Где гуськом, друг дружке в затылок, где рядком, смотря какая тропинка, поднимают старики крылья над волнистой землей Паграмантиса. Беседуя, останавливаясь полюбоваться долинами и рощами, приветствуя пастушат (а Кризас еще и согревая руки встречным литовочкам), друзья даже не замечают, как проходят пару миль с хвостиком.
Иногда они неожиданно входят во двор к Адомасу Раяускасу, прозванному мастером Адамом из рая, а если друзья об этом условились заранее, Адомас встречает мастеровых у границы своих владений.
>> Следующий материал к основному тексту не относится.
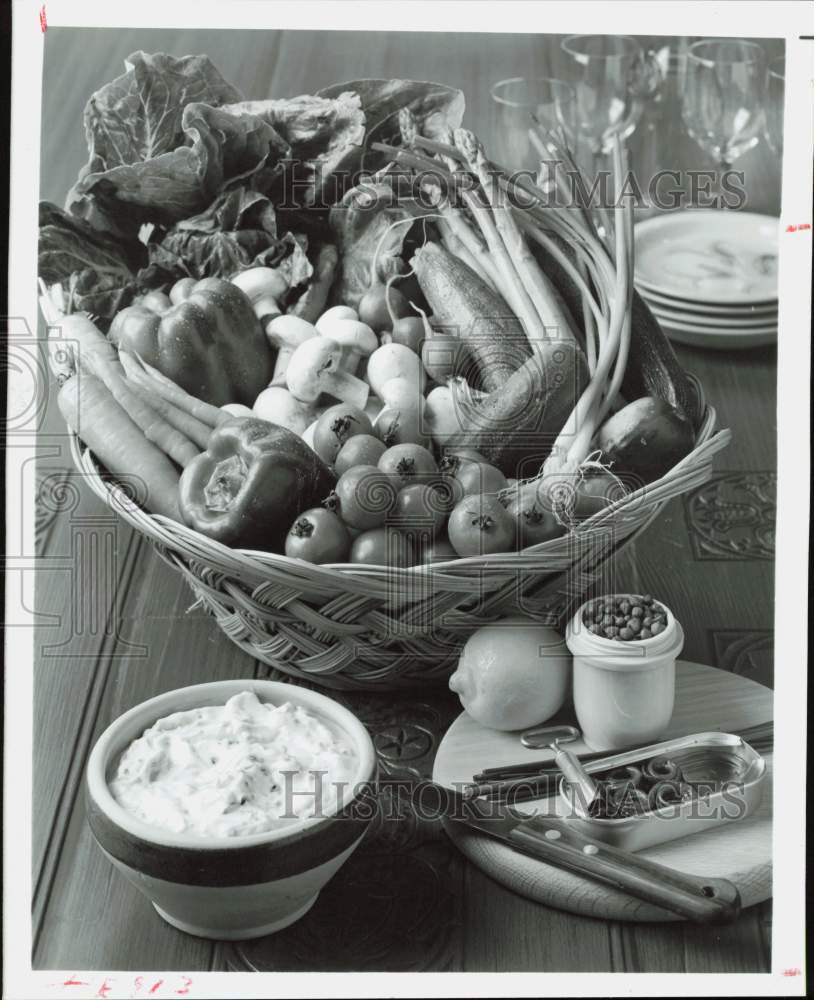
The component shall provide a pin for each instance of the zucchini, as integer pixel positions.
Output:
(652, 366)
(464, 305)
(515, 426)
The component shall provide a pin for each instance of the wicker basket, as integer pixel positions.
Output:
(365, 627)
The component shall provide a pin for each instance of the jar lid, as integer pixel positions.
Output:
(625, 655)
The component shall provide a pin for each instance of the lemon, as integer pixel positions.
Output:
(513, 674)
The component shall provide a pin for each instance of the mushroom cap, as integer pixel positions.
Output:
(289, 331)
(335, 313)
(310, 362)
(257, 282)
(352, 335)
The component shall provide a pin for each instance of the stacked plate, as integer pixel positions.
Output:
(710, 277)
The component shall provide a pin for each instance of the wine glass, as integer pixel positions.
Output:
(722, 103)
(775, 91)
(525, 102)
(613, 78)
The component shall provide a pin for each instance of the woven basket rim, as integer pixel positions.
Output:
(630, 511)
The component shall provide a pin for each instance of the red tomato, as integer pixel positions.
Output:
(318, 536)
(361, 449)
(381, 547)
(453, 453)
(336, 426)
(365, 495)
(421, 509)
(534, 523)
(479, 477)
(400, 425)
(480, 525)
(407, 462)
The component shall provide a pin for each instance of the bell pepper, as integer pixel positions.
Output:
(211, 343)
(251, 483)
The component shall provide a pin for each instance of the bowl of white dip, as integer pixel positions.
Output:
(231, 804)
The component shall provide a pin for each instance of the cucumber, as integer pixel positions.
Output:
(646, 438)
(516, 425)
(652, 366)
(463, 305)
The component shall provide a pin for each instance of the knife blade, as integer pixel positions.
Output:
(557, 842)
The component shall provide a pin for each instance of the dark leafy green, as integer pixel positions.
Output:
(97, 271)
(363, 224)
(435, 107)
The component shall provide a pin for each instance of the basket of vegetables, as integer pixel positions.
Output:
(362, 421)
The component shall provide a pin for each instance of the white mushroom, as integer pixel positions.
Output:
(286, 333)
(314, 369)
(264, 287)
(238, 410)
(394, 361)
(402, 394)
(334, 313)
(356, 339)
(277, 405)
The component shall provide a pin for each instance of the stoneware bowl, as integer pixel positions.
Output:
(229, 887)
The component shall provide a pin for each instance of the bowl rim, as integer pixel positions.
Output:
(275, 692)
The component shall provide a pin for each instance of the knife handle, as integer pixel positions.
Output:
(703, 900)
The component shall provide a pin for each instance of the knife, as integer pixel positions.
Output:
(558, 843)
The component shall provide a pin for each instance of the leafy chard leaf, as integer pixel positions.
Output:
(238, 230)
(435, 107)
(324, 136)
(363, 224)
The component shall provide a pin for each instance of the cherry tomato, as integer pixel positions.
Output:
(401, 425)
(421, 508)
(156, 301)
(181, 290)
(365, 496)
(534, 523)
(594, 491)
(479, 477)
(454, 456)
(361, 449)
(408, 462)
(318, 536)
(336, 426)
(381, 547)
(480, 525)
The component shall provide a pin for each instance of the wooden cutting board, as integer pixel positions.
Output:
(706, 699)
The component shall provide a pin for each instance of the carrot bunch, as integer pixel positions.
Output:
(137, 422)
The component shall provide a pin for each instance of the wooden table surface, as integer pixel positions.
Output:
(116, 628)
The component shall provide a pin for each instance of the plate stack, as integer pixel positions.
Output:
(710, 277)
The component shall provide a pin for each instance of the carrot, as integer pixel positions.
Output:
(154, 426)
(173, 393)
(196, 430)
(92, 412)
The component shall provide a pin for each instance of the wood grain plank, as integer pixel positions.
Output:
(506, 933)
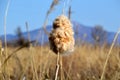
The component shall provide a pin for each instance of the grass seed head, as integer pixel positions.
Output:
(61, 37)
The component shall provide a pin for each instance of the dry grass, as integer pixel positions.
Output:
(39, 63)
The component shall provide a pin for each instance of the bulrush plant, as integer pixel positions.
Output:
(61, 40)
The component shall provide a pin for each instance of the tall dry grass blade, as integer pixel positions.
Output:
(108, 56)
(58, 66)
(5, 21)
(28, 34)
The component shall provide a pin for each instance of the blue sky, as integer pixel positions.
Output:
(86, 12)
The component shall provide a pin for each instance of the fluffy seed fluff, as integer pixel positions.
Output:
(62, 36)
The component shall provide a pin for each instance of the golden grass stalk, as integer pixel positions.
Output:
(5, 20)
(108, 56)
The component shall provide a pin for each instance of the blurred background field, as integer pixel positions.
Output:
(24, 47)
(39, 63)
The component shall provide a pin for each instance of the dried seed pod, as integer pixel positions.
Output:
(62, 36)
(0, 44)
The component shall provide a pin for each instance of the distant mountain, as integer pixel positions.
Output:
(82, 34)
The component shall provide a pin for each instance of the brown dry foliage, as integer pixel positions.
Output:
(86, 63)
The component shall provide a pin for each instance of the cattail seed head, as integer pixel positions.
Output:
(62, 36)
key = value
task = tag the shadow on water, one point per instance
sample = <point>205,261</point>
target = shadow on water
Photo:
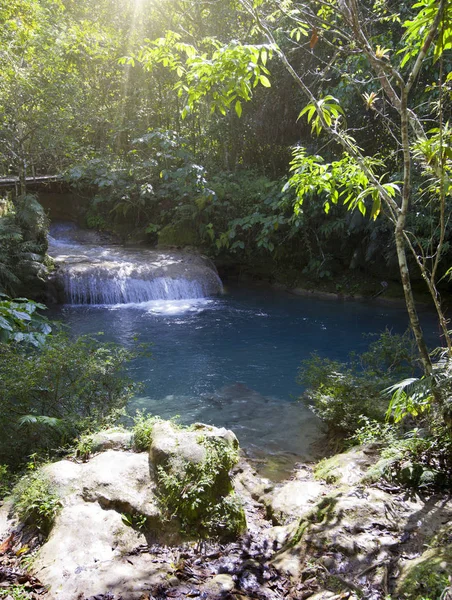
<point>232,359</point>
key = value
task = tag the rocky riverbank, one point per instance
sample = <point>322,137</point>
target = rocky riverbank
<point>304,537</point>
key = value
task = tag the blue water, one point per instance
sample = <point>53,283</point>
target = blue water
<point>232,361</point>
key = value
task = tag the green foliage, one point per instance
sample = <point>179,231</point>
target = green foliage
<point>35,501</point>
<point>157,184</point>
<point>191,494</point>
<point>428,577</point>
<point>15,592</point>
<point>341,395</point>
<point>5,480</point>
<point>142,430</point>
<point>23,243</point>
<point>227,73</point>
<point>49,394</point>
<point>138,522</point>
<point>21,323</point>
<point>372,431</point>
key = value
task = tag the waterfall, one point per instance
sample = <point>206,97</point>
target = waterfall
<point>93,274</point>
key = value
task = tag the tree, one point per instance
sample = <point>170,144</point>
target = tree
<point>351,31</point>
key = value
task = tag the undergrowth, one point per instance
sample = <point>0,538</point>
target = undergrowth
<point>200,495</point>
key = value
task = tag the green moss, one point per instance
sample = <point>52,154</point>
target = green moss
<point>200,495</point>
<point>142,430</point>
<point>326,470</point>
<point>179,234</point>
<point>321,513</point>
<point>427,576</point>
<point>35,501</point>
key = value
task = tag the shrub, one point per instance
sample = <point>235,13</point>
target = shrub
<point>35,501</point>
<point>341,394</point>
<point>191,494</point>
<point>50,394</point>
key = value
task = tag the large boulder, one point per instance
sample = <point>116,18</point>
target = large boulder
<point>192,467</point>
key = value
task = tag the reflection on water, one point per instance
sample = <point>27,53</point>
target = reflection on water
<point>229,361</point>
<point>232,361</point>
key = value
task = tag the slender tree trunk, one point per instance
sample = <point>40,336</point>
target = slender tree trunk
<point>409,299</point>
<point>400,237</point>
Дружба у Кризаса, Девейки и Адомаса старинная. Они, как ясени, в юности в одном бору росли, уж потом сама жизнь их на разные поля пересадила. Во всем приходе не сыщешь никого, кто мог бы потягаться в учености с этой тройкой. Когда встречаются они, многие даже не понимают, о чем спорят эти ученые мужи, ибо и разговор у них необыкновенный: о бесконечности, быстротечности, вечности… Прислушается к ним человек, еще мало искушенный в книжкой премудрости, и кажется ему, что перед ним знаменитые доктора в затрапезной одежде. А тот, у кого голова уже озарена светом учения, с немалым удовольствием водит дружбу с Раяускасом, мастером или Кризасом. Если повстречаешься сразу со всей троицей, да еще при этом вольнодумец портной заведет спор со знатоком священного писания Адомасом, — тогда только уши навостри. Они разбирают сотни разных, волнующих загадок, не оставляя в покое ни дно морское, ни зловонное пекло.
Кто подвезет Адомаса или мастера, тот потом обязательно хвалится:
— Возил я одного ученого!
Раяускас не музыкант и не плотник: есть у него маленькое хозяйство, небольшой сад, десять колод пчел, и живут они, бездетные, вдвоем с женой. Другого такого, как Адомас, в Паграмантисе не сыщешь: даже согнувшись, он не в каждую дверь пройдет, высокий, что каланча. Украшает его длинная, раздвоенная борода, над которой торчит прямой, острый нос. Словно стесняясь своего необычайного роста, Раяускас ходит, чуть сутулясь. Рост Адомаса — вечный повод для насмешек друзей.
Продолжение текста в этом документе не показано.